BSV TIMES — Film / Media Coverage
Bitcoin Still Has No Major New Breakthrough — But the Film Remains One of the Most Unusual Projects in the Market
Doug Liman’s feature film Bitcoin, formerly Killing Satoshi, remains active in the trade press, but the core story has not materially changed in the latest visible coverage. The strongest recent updates still come from the mid-April run: the title’s market-facing shift to Bitcoin, the expanded cast, the Cannes market push, and the film’s growing profile as an AI-driven Hollywood experiment.
The biggest trade update remains Deadline’s April 14 report, which said Gal Gadot and Isla Fisher had joined Casey Affleck and Pete Davidson in the thriller as the project headed to the Cannes market. Deadline also framed the film around a man trying to prove he created Bitcoin, with Affleck cast as Craig Wright.
Then came the more striking production report. TheWrap’s April 15 exclusive described the film as a roughly $70 million feature that had already wrapped principal photography in London, using an AI-heavy production workflow built around a gray-screen soundstage rather than traditional location shooting. TheWrap also said the film was being prepared for buyers at Cannes and was still seeking distribution at that stage.

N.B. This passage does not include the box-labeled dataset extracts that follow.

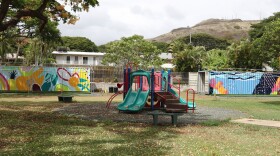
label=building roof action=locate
[52,51,105,56]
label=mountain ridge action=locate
[148,18,260,43]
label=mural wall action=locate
[0,66,90,92]
[209,71,280,95]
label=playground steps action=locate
[155,92,188,113]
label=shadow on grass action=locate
[0,101,176,155]
[261,101,280,106]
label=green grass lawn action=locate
[0,95,280,156]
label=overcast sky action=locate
[59,0,280,45]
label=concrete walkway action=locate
[231,118,280,128]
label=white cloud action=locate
[59,0,280,45]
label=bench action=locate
[147,111,184,126]
[57,95,73,102]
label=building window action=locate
[93,57,96,65]
[83,57,88,64]
[75,56,79,64]
[66,56,70,64]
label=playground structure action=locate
[106,66,196,113]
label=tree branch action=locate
[0,0,49,31]
[0,0,11,23]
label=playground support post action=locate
[151,68,155,110]
[160,70,166,91]
[123,69,127,99]
[167,69,171,92]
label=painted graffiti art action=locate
[209,71,280,95]
[0,66,90,92]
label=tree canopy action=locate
[62,36,98,52]
[0,0,99,32]
[102,35,161,68]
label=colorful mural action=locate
[209,71,280,95]
[0,66,90,92]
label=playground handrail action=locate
[168,75,181,99]
[106,91,123,108]
[186,89,195,113]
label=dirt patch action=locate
[54,103,248,124]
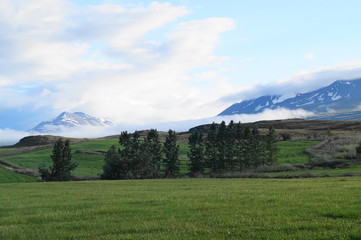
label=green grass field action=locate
[277,141,319,164]
[0,148,12,153]
[0,177,361,240]
[0,167,37,183]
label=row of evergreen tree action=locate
[39,121,278,181]
[188,121,278,175]
[102,121,278,179]
[102,129,180,179]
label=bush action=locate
[39,138,78,181]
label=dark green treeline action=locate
[101,129,180,179]
[102,121,278,179]
[188,121,278,175]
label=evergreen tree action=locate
[239,125,253,168]
[188,131,204,175]
[145,129,163,177]
[265,126,279,165]
[39,138,78,181]
[217,121,227,172]
[163,130,180,177]
[204,122,218,172]
[101,146,132,179]
[249,126,263,167]
[225,120,236,171]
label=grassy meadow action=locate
[0,177,361,240]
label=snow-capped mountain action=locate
[29,112,114,133]
[219,79,361,116]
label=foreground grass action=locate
[0,167,37,183]
[0,178,361,240]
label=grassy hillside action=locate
[0,178,361,240]
[0,167,37,183]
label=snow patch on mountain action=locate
[29,112,115,133]
[219,79,361,116]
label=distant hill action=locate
[189,119,361,133]
[219,79,361,117]
[29,112,114,133]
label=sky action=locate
[0,0,361,135]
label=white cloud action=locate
[0,128,30,146]
[0,0,239,127]
[304,52,315,59]
[221,62,361,103]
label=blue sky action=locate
[0,0,361,130]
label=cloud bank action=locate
[0,0,235,124]
[0,108,313,146]
[220,62,361,103]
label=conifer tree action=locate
[145,129,163,177]
[217,121,227,172]
[265,126,279,165]
[204,122,218,172]
[39,138,78,181]
[225,120,236,171]
[163,130,180,177]
[188,131,204,175]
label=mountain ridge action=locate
[29,112,114,133]
[218,79,361,116]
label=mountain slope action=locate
[219,79,361,116]
[30,112,114,133]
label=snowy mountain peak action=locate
[219,79,361,115]
[30,112,114,133]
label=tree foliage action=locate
[201,121,278,172]
[188,131,205,175]
[163,130,180,177]
[39,138,78,181]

From there, the film began to evolve from a casting story into an industry debate. TheWrap’s April 20 analysis said the project had triggered anxiety across Hollywood about what AI-driven filmmaking could mean for crews and below-the-line jobs. By April 23, Variety was referencing “Killing Satoshi” in the wider debate over certifying films as human-made rather than AI-made, showing that the project had become part of a much larger cultural and industry argument.
At the same time, the film still appears to be alive commercially. Screen Daily’s Cannes 2026 market roundup continued to list Bitcoin among the notable market projects, which suggests the sales push remains in motion even without a new splashy headline this week.
So the clean editorial read for BSV TIMES is this: Bitcoin is still very much in play, but the story has shifted from “new announcement” to “what kind of film is this becoming?” The current coverage is less about fresh casting or release news and more about the project’s identity — part Bitcoin thriller, part Cannes-market title, and part test case for AI-intensive filmmaking in Hollywood.
What is still missing is just as important. In the reporting I reviewed, I did not find a newly announced trailer, distributor deal, release date, or premiere slot. That does not mean those will not come soon. It simply means that, for now, the film’s public profile is being carried by its cast, its concept, its Cannes positioning, and its AI-production controversy rather than by a conventional next-stage rollout.
BSV TIMES takeaway:
Bitcoin is still one of the more intriguing screen projects linked to the Satoshi narrative, but its latest chapter is not a release breakthrough. It is a market-and-method story — a film waiting for its next real milestone.